Along the way, the staples of classic JRPG-style adventuring appear in a balanced and rewarding loop. The thoughtfully designed combat system scales back on grindy, repetitive battles. Instead, every fight demands your full attention, leveraging enemy weaknesses, character abilities, on-the-fly party formation changes, and a unique overdrive mechanic to keep your party in the sweet spot of damage dealing. The party fully heals between combat, so it’s always about throwing everything you have at the enemy. Even regular fights sometimes come down to only having one hero standing to strike the final blow. I found the high challenge enjoyable, especially since bad decisions and a game over led to an immediate choice to replay the battle, so the penalty for failure is negligible.
The upgrade, gear, and leveling systems are all engaging and filled with compelling decisions. Wearing a class emblem can enrich your chosen skills for each character, letting you specialize each hero in powerful ways. Weapons and armor can be improved and tweaked with gems that apply new bonuses, encouraging players to spend time in the menus playing the optimization game. There’s even a fun “Reward Board” that offers precious materials and leveling options for completing specific tasks around the world, encouraging extensive exploration and discovery.

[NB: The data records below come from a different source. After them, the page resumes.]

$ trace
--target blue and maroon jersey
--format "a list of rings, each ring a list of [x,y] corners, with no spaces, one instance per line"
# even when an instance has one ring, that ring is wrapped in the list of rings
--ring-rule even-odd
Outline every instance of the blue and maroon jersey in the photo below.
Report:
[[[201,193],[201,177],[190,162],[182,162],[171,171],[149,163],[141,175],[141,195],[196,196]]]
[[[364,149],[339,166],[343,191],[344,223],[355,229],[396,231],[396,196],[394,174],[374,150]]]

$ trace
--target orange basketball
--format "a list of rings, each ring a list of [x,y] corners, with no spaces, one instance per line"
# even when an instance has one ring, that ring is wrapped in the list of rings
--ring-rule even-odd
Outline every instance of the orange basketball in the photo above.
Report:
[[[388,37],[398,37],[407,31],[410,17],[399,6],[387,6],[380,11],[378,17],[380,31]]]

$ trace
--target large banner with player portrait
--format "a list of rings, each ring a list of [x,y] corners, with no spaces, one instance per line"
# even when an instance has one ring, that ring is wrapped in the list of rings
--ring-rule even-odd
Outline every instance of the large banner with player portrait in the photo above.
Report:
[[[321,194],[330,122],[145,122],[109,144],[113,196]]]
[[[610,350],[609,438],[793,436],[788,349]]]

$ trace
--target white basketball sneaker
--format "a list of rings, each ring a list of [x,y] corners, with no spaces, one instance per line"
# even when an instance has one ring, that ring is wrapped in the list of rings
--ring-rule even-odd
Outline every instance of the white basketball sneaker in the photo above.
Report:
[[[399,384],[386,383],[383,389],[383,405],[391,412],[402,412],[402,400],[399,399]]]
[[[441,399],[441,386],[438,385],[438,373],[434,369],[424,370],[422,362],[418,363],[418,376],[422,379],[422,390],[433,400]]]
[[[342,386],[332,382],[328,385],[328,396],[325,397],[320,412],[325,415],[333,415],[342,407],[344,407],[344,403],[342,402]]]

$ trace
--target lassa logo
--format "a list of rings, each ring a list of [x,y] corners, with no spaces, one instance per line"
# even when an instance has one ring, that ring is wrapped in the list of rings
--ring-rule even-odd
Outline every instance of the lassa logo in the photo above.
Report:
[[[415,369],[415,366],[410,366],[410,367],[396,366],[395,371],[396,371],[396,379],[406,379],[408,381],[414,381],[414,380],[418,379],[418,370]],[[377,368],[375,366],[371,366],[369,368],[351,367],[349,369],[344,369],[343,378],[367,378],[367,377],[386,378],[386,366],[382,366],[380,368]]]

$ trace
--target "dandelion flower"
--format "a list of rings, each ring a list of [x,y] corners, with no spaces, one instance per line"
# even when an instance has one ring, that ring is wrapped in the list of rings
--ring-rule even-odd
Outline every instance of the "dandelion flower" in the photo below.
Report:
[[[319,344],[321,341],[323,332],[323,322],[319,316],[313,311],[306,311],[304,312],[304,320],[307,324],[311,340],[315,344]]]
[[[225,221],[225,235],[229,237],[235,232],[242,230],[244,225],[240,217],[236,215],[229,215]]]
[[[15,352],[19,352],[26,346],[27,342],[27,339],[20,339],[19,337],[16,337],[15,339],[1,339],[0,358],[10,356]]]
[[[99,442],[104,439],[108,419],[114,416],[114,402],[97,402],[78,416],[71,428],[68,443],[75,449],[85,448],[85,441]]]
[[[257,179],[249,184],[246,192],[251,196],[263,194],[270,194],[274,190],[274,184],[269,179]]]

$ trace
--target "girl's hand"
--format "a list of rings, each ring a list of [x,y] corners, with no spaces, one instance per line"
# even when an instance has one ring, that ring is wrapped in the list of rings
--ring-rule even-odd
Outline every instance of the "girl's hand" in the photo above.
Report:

While playing within the established constraints of the genre, Chained Echoes also tells a mature and nuanced story, touching on themes of fate and free will, recovery from trauma, and the weight of guilt. Those and other tropes have plenty of room for exploration across dozens of hours of available stories and sidequests. Thankfully, it’s an enjoyable fantasy world, filled with unusual species and monsters, intriguing biomes, and a complex geopolitical structure. At times, that last component of political elements can become overwhelming and hard to follow and distracts from the more compelling character drama. But give Chained Echoes enough time, and everything begins to make sense.
A beautiful throwback musical score is accompanied by pixel-style visuals that relay nostalgia without being a game you’ve played before. Even so, the scope of the narrative and maturity of the character interactions sometimes feels at odds with the retro aesthetic. That incongruity can be a plus, emphasizing moments of terror, war crimes, or betrayals. But at certain dramatic moments, the visual constraints hold the narrative back.
While Chained Echoes has the advantage of decades of distance from the games it looks to for inspiration, it’s a better experience in many instances than those vaunted games from which it arose. I prefer this combat, storytelling, and approach to progression and exploration to many of the JRPGs I grew up so enamored with playing. That’s the highest praise I can heap on a game so removed in time from the games to which it might be compared. Whether you currently count yourself a JRPG connoisseur or fondly recall the ʼ90s heyday of the genre, Chained Echoes is well worth your time.